Auf dem Arbeitsmarkt bleiben die Auswirkungen der Energiekrise überschaubar. Die Arbeitslosenquote dürfte von 5,3 Prozent (2022) leicht auf 5,6 Prozent (2023) steigen und anschließend wieder auf 5,3 Prozent (2024) sinken. Wegen des Alterns der Bevölkerung dürfte die Erwerbstätigkeit im laufenden Jahr mit gut 45,9 Millionen Beschäftigten ihren Zenit erreichen und anschließend sinken.

Die Fehlbeträge in den öffentlichen Haushalten sinken. Maßgeblich sind der Wegfall krisenbezogener Ausgaben und steigende Einnahmen der Sozialversicherungen. Das staatliche Defizit sinkt von 2,7 Prozent (2022) auf 1,7 Prozent (2023) und 0,9 Prozent (2024). Der Schuldenstand im Verhältnis zum BIP liegt dann bei 63 Prozent.

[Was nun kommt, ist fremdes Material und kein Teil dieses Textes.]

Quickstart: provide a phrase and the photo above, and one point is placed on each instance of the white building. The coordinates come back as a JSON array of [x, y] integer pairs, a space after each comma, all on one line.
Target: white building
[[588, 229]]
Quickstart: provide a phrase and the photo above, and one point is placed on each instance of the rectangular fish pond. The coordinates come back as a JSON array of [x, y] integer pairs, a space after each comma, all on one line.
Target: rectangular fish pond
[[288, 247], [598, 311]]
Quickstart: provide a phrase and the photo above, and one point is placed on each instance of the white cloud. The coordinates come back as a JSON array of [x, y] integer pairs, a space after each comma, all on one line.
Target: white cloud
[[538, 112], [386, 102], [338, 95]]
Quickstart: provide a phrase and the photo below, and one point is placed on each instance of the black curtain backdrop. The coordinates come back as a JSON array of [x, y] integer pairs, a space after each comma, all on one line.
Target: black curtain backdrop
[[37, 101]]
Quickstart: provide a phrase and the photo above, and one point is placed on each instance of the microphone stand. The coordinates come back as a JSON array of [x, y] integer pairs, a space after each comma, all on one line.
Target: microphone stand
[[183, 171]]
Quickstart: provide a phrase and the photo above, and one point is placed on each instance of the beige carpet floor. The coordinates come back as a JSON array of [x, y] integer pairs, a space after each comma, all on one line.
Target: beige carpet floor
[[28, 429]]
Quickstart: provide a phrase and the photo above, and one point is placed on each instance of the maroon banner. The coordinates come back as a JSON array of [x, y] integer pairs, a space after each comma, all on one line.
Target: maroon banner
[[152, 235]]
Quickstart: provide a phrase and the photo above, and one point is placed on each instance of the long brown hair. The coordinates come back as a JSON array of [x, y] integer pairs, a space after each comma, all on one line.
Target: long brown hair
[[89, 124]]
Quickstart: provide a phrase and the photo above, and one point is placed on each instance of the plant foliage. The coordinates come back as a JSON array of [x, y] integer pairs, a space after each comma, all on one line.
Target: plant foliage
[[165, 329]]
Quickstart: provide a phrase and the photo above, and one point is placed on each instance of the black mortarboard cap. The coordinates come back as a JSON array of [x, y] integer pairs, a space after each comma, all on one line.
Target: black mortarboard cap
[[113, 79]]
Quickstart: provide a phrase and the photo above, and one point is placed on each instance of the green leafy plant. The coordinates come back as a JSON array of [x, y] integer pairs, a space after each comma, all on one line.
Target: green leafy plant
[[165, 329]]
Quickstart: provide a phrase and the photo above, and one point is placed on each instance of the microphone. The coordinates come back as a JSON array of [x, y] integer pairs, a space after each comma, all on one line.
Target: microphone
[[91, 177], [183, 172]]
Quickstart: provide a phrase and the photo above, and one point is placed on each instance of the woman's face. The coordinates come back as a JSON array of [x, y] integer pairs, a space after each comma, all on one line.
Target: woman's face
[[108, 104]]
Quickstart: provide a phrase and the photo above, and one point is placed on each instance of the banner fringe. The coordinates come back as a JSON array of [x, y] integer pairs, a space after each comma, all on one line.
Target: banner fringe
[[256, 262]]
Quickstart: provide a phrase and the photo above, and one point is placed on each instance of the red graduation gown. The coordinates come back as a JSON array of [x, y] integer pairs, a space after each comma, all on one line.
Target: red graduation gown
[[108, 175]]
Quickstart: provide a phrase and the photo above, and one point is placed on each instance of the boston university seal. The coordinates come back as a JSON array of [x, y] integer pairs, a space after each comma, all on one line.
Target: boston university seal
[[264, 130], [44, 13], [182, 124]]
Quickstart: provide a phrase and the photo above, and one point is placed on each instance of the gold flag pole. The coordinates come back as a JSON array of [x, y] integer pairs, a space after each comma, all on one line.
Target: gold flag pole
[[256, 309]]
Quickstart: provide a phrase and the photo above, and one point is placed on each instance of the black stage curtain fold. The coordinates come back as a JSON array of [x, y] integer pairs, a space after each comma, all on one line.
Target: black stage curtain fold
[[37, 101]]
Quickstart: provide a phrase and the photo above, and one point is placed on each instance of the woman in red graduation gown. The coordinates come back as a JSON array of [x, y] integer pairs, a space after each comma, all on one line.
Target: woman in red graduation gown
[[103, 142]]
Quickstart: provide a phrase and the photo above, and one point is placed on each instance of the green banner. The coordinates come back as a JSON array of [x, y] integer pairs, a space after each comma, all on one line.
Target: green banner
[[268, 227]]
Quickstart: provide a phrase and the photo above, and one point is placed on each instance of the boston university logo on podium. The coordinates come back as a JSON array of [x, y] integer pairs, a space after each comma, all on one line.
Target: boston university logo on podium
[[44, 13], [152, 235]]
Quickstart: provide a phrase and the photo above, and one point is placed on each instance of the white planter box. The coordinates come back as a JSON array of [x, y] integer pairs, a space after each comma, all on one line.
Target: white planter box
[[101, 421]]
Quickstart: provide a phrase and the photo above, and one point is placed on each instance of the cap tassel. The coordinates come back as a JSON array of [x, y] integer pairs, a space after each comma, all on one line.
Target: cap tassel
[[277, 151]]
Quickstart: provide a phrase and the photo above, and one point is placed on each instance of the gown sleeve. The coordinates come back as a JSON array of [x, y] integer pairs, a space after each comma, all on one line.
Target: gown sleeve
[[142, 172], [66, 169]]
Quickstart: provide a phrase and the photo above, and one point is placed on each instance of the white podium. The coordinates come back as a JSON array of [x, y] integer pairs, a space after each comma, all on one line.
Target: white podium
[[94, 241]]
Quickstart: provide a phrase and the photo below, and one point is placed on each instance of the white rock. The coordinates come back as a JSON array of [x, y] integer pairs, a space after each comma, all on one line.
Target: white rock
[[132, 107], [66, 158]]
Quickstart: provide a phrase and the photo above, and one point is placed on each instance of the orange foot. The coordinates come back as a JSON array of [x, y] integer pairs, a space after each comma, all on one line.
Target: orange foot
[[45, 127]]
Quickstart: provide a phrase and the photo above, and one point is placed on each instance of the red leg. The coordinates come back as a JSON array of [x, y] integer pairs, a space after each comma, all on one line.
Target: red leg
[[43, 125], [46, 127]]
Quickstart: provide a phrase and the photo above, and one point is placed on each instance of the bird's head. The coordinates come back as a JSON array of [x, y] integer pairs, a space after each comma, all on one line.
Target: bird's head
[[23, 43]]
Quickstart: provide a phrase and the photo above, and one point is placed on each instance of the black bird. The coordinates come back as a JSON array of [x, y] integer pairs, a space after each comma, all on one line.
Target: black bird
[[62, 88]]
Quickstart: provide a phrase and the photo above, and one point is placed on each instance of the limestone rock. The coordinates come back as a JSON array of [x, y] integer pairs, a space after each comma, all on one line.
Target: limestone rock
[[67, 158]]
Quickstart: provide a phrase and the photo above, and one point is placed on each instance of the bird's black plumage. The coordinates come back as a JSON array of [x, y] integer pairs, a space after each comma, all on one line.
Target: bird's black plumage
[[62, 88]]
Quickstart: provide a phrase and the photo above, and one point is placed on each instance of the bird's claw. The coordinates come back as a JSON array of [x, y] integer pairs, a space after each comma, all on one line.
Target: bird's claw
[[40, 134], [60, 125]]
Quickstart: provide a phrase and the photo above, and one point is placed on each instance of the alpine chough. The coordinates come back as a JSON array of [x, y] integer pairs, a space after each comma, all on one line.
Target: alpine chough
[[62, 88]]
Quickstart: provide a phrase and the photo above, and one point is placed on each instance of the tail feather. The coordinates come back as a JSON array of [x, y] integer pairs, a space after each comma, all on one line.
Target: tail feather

Aussichten für Weltkonjunktur etwas aufgehellt

Die Weltproduktion dürfte nach 3,3 Prozent im letzten Jahr um 2,8 Prozent (2023) und 3,0 Prozent (2024) steigen. Positiv wirkt, dass die Energiepreise wieder deutlich gesunken sind, sich in China mit der Abkehr von der Null-Covid-Politik die Aussichten auf eine stetige Expansion verbessert haben und Lieferengpässe die wirtschaftliche Aktivität nicht mehr ungewöhnlich stark behindern. Bremsend wirkt allerdings die scharfe Straffung der Geldpolitik, die zu deutlich höheren Finanzierungskosten geführt hat und die Ausgabenneigung verringert.